Der lange Weg zur Green IT

»Warum? Weil sie Ökos sind? Nein!«

27. November 2020, 5:00 Uhr | Martin Fryba
»Viele RZ-Anbieter gehen mit gutem Beispiel voran. Weil sie Ökos sind? Nein, weil es immer mehr Ausschreibungen gibt, die Green IT fordern«, stellt Franz Obermayer fest, Geschäftsführer Fox IT und Datenschutzexperte
© ICT CHANNEL

TCO, Stromkosten, Energieeffizienz messen, das alles interessiert viele Kunden immer noch viel zu wenig. Der Channel-Sales tut sich schwer mit Green IT und doch gibt es dazu keine Alternative und zudem viele Chancen.

Green IT ist  kein neues Schlagwort in der IT-Branche. Kurz nach der Jahrtausendwende tauchte das Thema im Marketing vieler IT-Hersteller auf, um dann relativ schnell wieder zu verschwinden. Kunden interessierten sich zum  großen Teil nicht für grüne, energieeffiziente Hardware und winken teils bis heute ab. »Wir als Hersteller versuchen oftmals das Thema Kosteneinsparung durch TCO bei Kunden oder in Projektausschreibungen zu platzieren. Leider interessiert das in vielen Fällen nicht, da als primärer Entscheidungsgrund der Anschaffungspreis ausschlaggebend ist«, sagt Matthias Hartmann, Manager Channel-Sales bei NEC Display Solutions. Er hat aber immerhin »Hoffnung, dass sich das ändert«.
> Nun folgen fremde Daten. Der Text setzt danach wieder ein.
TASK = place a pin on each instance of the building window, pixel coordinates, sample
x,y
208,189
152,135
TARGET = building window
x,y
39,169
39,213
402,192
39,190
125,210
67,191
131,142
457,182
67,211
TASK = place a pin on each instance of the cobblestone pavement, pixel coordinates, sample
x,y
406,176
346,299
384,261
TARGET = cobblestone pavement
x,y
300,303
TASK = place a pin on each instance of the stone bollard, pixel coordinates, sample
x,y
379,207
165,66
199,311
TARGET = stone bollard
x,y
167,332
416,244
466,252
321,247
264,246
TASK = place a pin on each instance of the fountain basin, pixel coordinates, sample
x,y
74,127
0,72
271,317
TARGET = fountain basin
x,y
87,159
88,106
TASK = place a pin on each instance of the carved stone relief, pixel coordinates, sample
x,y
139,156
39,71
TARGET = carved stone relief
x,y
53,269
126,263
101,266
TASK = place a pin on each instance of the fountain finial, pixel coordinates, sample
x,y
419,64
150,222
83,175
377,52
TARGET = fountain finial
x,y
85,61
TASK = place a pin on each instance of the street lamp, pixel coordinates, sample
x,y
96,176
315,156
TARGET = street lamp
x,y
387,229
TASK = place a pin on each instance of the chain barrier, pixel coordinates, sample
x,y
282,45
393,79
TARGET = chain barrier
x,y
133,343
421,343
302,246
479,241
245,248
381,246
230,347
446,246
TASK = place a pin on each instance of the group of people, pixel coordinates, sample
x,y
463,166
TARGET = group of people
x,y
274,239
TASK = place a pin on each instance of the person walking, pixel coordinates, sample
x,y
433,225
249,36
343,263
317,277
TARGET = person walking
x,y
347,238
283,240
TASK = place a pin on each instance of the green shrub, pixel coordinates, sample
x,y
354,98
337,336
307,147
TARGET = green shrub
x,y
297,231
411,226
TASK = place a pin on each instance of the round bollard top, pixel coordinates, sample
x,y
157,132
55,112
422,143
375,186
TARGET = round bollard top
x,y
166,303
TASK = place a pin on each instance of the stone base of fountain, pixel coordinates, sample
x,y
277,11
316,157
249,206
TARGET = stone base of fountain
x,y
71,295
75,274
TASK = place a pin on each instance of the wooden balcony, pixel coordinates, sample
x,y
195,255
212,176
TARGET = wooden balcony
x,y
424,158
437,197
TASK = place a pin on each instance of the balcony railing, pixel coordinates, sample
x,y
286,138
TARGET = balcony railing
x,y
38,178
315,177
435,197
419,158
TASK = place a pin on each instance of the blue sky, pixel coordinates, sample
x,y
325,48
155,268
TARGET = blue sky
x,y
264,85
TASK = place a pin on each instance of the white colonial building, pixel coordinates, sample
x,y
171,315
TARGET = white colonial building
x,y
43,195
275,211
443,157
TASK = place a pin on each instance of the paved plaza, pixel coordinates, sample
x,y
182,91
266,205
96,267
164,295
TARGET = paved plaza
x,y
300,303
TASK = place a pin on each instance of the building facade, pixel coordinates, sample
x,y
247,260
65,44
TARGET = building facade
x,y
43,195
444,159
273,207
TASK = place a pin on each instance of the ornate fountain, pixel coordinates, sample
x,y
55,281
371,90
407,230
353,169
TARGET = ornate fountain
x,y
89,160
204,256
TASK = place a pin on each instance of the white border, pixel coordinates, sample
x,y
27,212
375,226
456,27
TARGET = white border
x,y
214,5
Nicht nur im Client-Umfeld ist grüne IT größtenteils kein Verkaufsschlager. Sogar bei Investitionen ins Rechenzentrum blenden vor allem viele mittelständische Kunden Gesamtkostenbetrachtungen aus, im Gegensatz zu Großkunden, die den monitären Vorteil einer grünen IT längst erkannt haben, wie Jan Schriewer von Green IT Das Systemhaus im Interview mit ICT CHANNEL anmerkt. Kosteneinsparungen bei der Anschaffung sind bei vielen immer noch im Hauptfokus, Betriebskosten wie Strom offenbar immer noch nicht. »Die Stromkosten fürs Rechenzentrum waren überhaupt nicht auf der Kostenstelle der IT«, berichtet Markus Wolfer von Cryptshare aus seiner Sales-Zeit bei einem Systemhaus.
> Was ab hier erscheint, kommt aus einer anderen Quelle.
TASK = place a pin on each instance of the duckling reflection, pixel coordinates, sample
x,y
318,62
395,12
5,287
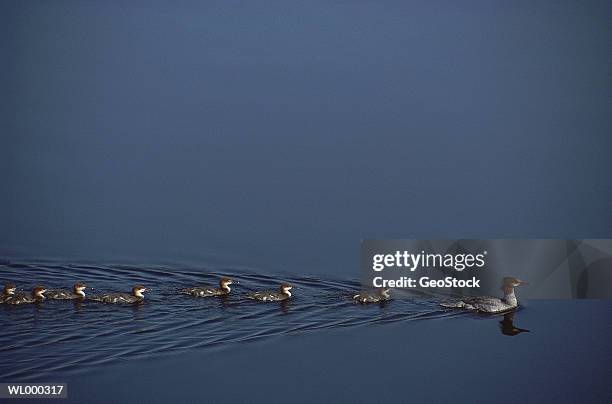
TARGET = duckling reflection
x,y
507,327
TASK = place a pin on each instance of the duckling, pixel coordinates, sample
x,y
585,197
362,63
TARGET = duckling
x,y
8,292
78,292
119,297
380,295
23,298
271,295
204,291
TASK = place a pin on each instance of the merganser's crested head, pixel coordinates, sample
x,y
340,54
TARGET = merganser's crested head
x,y
386,293
39,291
509,283
225,282
9,288
513,282
285,288
138,290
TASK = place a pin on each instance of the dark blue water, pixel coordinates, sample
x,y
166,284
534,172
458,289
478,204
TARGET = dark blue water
x,y
320,345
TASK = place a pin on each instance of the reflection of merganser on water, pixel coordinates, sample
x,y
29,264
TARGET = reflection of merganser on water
x,y
272,296
490,304
8,292
222,290
23,298
380,295
507,325
135,297
78,292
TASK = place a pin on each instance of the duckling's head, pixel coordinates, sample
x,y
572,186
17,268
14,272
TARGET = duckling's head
x,y
285,288
39,292
225,282
79,288
138,290
509,283
9,288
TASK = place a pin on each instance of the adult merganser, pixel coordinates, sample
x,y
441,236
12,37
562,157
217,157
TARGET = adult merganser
x,y
118,297
23,298
380,295
8,292
488,304
78,292
271,295
204,291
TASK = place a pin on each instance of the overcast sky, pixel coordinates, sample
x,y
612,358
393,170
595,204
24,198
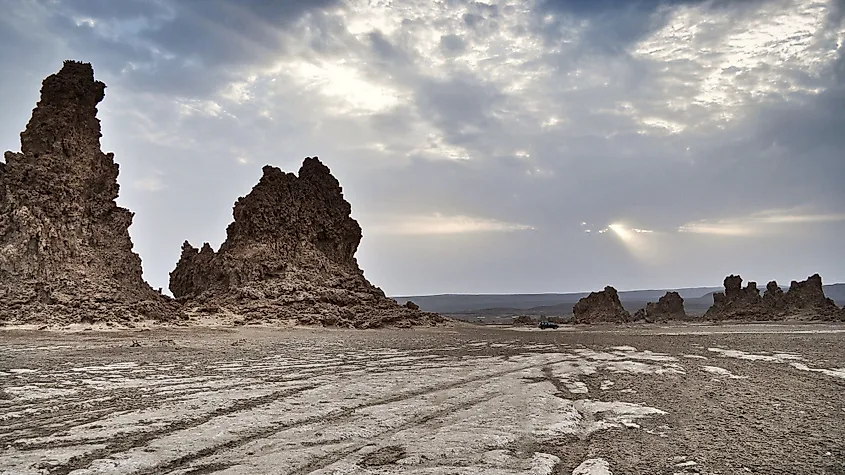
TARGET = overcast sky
x,y
490,147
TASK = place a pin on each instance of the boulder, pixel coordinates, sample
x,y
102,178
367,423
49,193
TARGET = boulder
x,y
804,300
668,307
736,302
65,251
524,320
289,255
602,306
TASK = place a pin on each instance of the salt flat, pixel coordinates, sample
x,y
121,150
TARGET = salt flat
x,y
462,400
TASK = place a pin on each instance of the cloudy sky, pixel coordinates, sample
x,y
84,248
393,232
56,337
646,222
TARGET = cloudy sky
x,y
497,146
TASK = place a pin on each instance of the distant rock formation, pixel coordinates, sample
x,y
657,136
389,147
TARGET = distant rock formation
x,y
289,255
804,300
602,306
65,251
524,320
669,307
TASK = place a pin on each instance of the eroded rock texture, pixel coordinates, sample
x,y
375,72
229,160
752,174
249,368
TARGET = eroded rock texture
x,y
804,300
669,307
289,255
65,251
602,306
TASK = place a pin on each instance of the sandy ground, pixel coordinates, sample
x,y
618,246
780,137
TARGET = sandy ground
x,y
762,399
Ihm pflichtet Alexander Fuchs von Next Generation IT Solutions bei. Überhaupt erst die Energieeffizienz zu messen, die beispielsweile die RZ-Zertifizierung EN50600 vorschreibt, »sind für die breite Masse vollkommen für die Katz, vor allem bei kleineren und mittelständischen Betrieben«, sagt Fuchs. Er habe einem Kunden vorgerechnet, dass der von Fuchs durchgeführte Hardwaretausch in dessen Rechenzentrum den Stromverbrauch um rund 70 Prozent gesenkt hat. »Zurück kam nur ein müdes Lächeln und der folgende Kommentar: Herr Fuchs, sie kennen doch unsere Laseranlagen. Das was sie da pro Tag einsparen, verbraucht nur eine in fünf Minuten. Und wir haben mehr als 20 davon rumstehen«.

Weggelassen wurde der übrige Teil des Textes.